Monitoring forest productivity by means of remote sensing, dendrochronology and eddy covariance measurements

Authors and Affiliations: 

Anastasia Baybar, Lomonosov Moscow State University (MSU)
Kirill N. Diakonov, MSU
Tatiana Kharitonova, MSU

Speaker: Tatiana Kharitonova

Corresponding author: 
Anastasia Baybar

Remote sensing and dendrochronology are widely used for indirect monitoring of forest productivity, but neither fully capture the complex ecosystem with different plant life forms and stratification. Remote sensing better corresponds to canopy biomass, and dendrochronology to timber increment. Both methods are appealing due to the ease of data collection (Vicente-Serrano, 2016). Analysis of joint dynamics of Normal Difference Vegetation Index (NDVI) and tree ring growth and its comparison to corresponding values of Net Ecosystem Production (NEP) derived from eddy covariance measurements should verify accuracy of this methods for estimation of the whole ecosystem productivity (Tchebakova et. al., 2015).
Timber sampling was carried on in Central Forest Nature Reserve, Russia, at four coniferous forest ecosystems in close proximity to eddy covariance towers. For further analysis the curve of annual tree increment was split into low-, middle- and high frequency fluctuations. NDVI was calculated for each site using Landsat images 4-5, 8. Twenty three years of NDVI (1985 to 2015 with seven gap years) and 16 years of NEP (1998 to 2014) were used from 15-25 July, the period of highest vegetation.
The research revealed a negative correlation (0.5-0.75) between middle frequency dynamics of NDVI, which declined over time, and annual radial increment, which increased. High frequency fluctuations of parameters were independent, and no correlation of radial growth with NDVI of previous vegetation periods was found. Pair correlations of NEP to NDVI and NEP to tree ring growth were sufficiently high, justifying multiple regression analysis. The joint contribution of NDVI and annual radial increment to NEP describes only 56% of its variation. This proves reliability but inconsistency of both indirect methods, while eddy covariance measurements is inaccessible for wider use.

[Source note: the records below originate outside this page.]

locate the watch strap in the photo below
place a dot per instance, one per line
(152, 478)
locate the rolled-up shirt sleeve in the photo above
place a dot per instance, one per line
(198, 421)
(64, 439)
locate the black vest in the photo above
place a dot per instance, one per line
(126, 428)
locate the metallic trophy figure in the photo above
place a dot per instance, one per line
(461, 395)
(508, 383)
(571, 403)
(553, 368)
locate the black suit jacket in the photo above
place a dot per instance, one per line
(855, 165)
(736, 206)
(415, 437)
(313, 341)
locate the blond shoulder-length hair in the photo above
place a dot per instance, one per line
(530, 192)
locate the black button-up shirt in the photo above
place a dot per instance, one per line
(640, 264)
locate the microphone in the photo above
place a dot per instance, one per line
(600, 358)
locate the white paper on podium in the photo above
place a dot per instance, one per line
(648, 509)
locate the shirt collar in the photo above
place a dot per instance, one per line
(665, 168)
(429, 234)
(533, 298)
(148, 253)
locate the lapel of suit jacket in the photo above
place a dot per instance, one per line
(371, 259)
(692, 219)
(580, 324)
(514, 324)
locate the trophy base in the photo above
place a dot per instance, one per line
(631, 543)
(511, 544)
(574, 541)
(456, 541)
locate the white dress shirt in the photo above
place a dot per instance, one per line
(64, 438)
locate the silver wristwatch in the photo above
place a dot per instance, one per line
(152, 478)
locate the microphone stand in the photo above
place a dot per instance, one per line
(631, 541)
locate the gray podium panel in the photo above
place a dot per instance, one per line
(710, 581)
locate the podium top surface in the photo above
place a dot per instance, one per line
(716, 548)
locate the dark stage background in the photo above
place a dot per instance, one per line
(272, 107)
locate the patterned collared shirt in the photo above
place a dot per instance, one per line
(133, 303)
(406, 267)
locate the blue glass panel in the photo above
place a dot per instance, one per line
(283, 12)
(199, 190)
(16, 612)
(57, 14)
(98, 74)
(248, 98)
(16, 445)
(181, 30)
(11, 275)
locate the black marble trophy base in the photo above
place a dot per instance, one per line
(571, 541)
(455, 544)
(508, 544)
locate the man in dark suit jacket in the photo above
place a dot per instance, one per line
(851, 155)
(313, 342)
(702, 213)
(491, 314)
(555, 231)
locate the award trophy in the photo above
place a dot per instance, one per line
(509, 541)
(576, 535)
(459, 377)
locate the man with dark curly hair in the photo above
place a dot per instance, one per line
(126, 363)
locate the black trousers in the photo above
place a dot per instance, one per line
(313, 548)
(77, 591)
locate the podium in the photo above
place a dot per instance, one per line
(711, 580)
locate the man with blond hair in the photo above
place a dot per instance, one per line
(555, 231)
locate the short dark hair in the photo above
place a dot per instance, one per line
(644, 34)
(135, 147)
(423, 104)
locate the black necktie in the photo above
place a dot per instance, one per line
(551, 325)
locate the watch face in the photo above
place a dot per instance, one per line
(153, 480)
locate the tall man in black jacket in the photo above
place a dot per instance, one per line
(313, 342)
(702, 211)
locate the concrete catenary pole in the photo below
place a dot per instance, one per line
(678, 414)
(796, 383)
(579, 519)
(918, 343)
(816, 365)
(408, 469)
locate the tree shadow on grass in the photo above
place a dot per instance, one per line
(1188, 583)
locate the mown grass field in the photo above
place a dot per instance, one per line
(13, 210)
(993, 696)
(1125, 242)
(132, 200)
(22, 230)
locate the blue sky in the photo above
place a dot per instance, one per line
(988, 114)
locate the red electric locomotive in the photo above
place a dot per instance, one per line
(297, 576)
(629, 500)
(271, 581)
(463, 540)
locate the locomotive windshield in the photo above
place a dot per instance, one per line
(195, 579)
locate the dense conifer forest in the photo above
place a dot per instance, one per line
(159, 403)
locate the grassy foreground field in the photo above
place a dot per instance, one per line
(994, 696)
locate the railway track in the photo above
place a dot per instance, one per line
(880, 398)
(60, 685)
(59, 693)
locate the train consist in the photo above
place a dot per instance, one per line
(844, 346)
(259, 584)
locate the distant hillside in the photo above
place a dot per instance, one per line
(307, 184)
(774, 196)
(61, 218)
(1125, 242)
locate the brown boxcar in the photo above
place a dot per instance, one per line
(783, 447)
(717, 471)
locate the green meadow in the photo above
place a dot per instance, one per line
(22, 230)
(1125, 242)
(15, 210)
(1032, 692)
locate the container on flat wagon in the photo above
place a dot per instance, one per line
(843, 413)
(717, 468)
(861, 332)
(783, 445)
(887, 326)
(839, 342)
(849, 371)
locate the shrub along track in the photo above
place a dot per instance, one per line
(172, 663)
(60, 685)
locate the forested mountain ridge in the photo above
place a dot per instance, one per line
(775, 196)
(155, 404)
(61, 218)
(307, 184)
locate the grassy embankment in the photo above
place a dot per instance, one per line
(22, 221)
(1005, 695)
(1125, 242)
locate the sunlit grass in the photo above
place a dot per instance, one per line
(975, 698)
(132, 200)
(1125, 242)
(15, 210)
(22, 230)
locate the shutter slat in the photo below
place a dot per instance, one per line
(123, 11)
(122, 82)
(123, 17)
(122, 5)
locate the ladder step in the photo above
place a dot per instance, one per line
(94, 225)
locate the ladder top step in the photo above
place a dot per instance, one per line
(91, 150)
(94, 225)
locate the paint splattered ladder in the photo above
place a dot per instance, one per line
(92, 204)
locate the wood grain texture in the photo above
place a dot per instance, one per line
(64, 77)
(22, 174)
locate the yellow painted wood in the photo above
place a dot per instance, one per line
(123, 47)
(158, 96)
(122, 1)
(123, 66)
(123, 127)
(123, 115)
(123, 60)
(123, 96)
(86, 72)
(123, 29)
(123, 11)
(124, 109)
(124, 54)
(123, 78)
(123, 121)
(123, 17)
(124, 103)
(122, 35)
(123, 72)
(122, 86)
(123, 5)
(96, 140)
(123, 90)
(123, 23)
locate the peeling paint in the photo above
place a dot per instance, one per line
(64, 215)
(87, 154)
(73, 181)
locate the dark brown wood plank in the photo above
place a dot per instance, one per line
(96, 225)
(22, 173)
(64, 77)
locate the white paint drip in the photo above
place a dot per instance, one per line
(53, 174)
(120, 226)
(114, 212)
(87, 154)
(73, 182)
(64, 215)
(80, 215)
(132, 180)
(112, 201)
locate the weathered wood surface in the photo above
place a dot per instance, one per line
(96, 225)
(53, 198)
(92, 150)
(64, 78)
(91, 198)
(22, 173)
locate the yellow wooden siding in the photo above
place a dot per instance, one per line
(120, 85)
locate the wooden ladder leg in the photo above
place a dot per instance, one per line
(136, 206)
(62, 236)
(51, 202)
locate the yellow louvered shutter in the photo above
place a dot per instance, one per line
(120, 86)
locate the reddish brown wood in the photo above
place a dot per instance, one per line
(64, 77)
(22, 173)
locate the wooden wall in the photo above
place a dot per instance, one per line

Sergio M. Vicente-Serrano, J. Julio Camarero, José M. Olano, Natalia Martín-Hernández, Marina Peña-Gallardo, Miquel Tomás-Burguera, Antonio Gazol, Cesar Azorin-Molina, Upasana Bhuyan, Ahmed El Kenawy, Diverse relationships between forest growth and the Normalized Difference Vegetation Index at a global scale, Remote Sensing of Environment, Volume 187, 15 December 2016, Pages 14-29.

Tchebakova, N.; Vygodskaya, N.; Arneth, A.; Marchesini, L.; Kurbatova, Yu.; Parfenova, E.; Valentini, R.; Verkhovets, S.; Vaganov, E.; Schulze, E.-D. Energy and mass exchange and the productivity of main Siberian ecosystems (from Eddy covariance measurements). 2. carbon exchange and productivity. Biology Bulletin, Nov2015, Vol. 42 Issue 6, p 579-588.